Recruits would like to bring their families as well
By Merituuli Ahola – In October last year, Philippine nurse and mother of four, Helen Donesa, 45, was watching television when she saw an interview with a Finnish man who said that he had come to the Philippines to recruit nurses for work in Finland. At that time Donesa certainly had no idea that in just six months she herself would be interviewed at a Finnish dementia treatment home.
“I am just an ordinary person, but here my picture has already been in a paper”, she says with amazement.
The Filipino nurses attract interest because they are the first group of foreign nurses to have been recruited from abroad to work in Finland.
Their aim is to open the way for possibly hundreds of other nurses, whom their employers, the Finnish health care company Esperi Care, plans to bring into Finland in the next two years.
A group of four men and four women arrived in Helsinki on Wednesday. The first couple of days the group has toured Finnish offices, getting Finnish social security numbers, bank accounts, and bus passes.
“Everything has gone quite smoothly and in a friendly manner”, says 26-year-old Urminico Baronda.
Their accommodation is also seen as excellent. The Philippine nurses have been accommodated in two apartments of about 70 square metres each. The men live in one, and the women live in the other.
“There is a washing machine and an electric stove. In the Philippines we wash our laundry by hand and we usually cook food on an open fire”, he says.
Baronda has come to Finland to care for old people and earn money.
“Here I can earn five or six times what I make in the Philippines”, he says.
In the Philippines, the monthly pay for a nurse is EUR 250. In Finland, the starting salary for a nurse is about EUR 1,600.
“This is an excellent opportunity to achieve a better life”, Baronda says.
At home in the Philippines, he has a wife and a one-year-old daughter. Baronda and the others plan to send most of his pay home each month.
Nurses are an export product for the Philippines. The state deliberately trains a surplus of them, and the country has an established market for recruitment of local nurses abroad.
Up to 10% of the Philippines’ GDP is from wages sent back home by citizens working abroad.

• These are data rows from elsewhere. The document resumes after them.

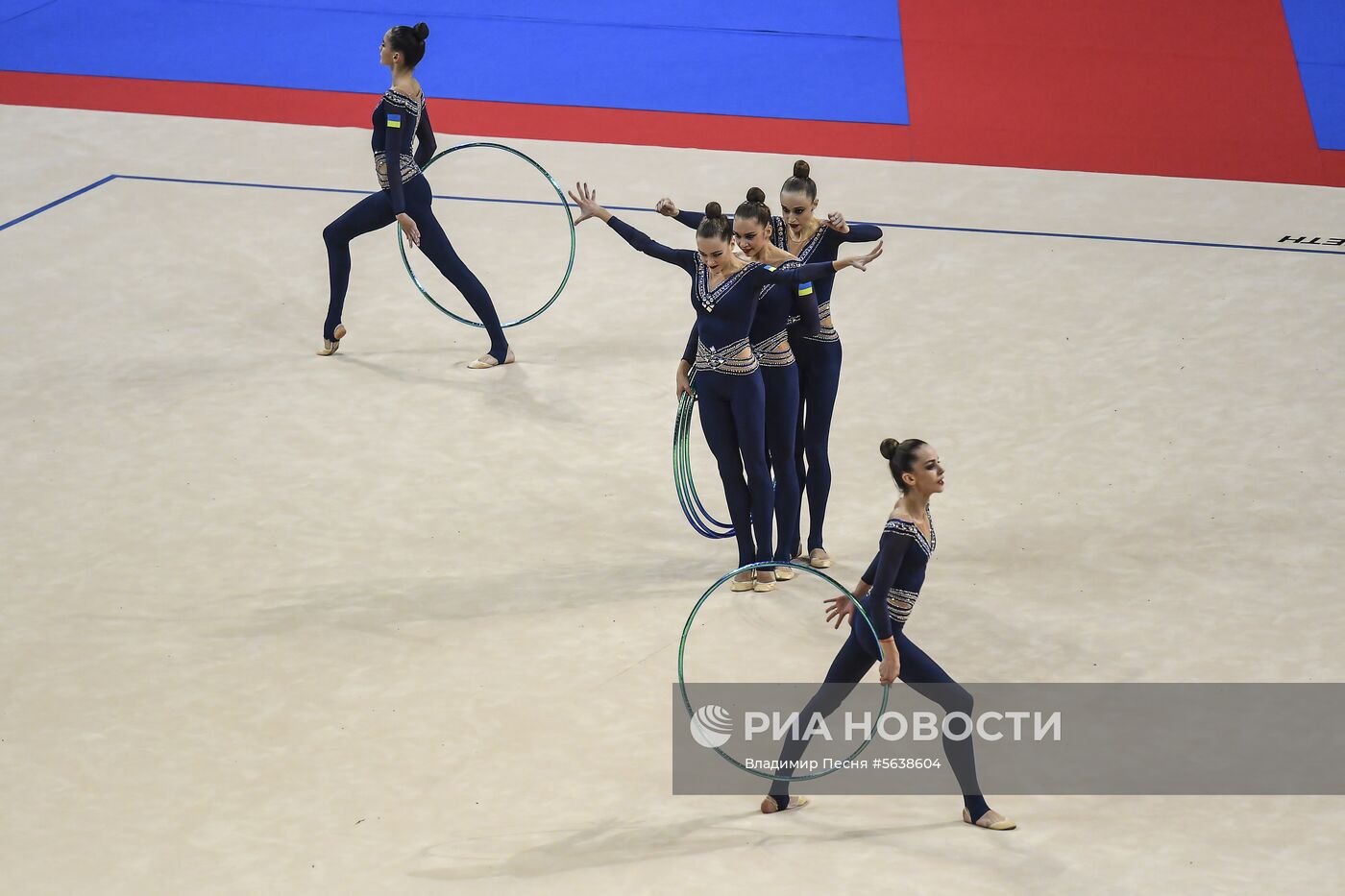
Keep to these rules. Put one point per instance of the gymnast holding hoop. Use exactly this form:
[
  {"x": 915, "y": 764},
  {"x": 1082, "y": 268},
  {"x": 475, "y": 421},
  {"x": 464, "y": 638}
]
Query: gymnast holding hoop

“My sister has worked as a nurse in Italy for 24 years already. My cousin is working in the United States”, Helen Donesa says.
She has had nursing jobs herself in Libya and Saudi Arabia.
“Working abroad is much more common in the Philippines than here with us”, says Esperi Care’s CEO Marja Aarnio-Isohanni.
She knows that not everyone takes a favourable view of the recruitment of nurses from abroad. One of the objections is that there would be plenty for foreign nurses to do in their own countries.
“Naturally, it would be wonderful if health care were to operate better there. However, that is beyond our control”, Aarnio-Isohanni says in her company’s defence.
The Filipino nurses appear very satisfied as they eat pea soup for lunch.
“Finland looks like a great country. There are few people here, and everyone is truly friendly. The air is clean, and there is no traffic here”, laughs Helen Donesa.
In Finland the nurses will be working around the Helsinki region. For the first six months they will work as assistants under an apprenticeship scheme, after which Esperi Care will offer them a two year contract.
“We hope that they would be in Finland to stay”, Aarnio-Isohanni says.
That is exactly what Helen Donesa and Urminico Baronda say that they want to do.
“It would be best if we could bring our families here. The sooner, the better.”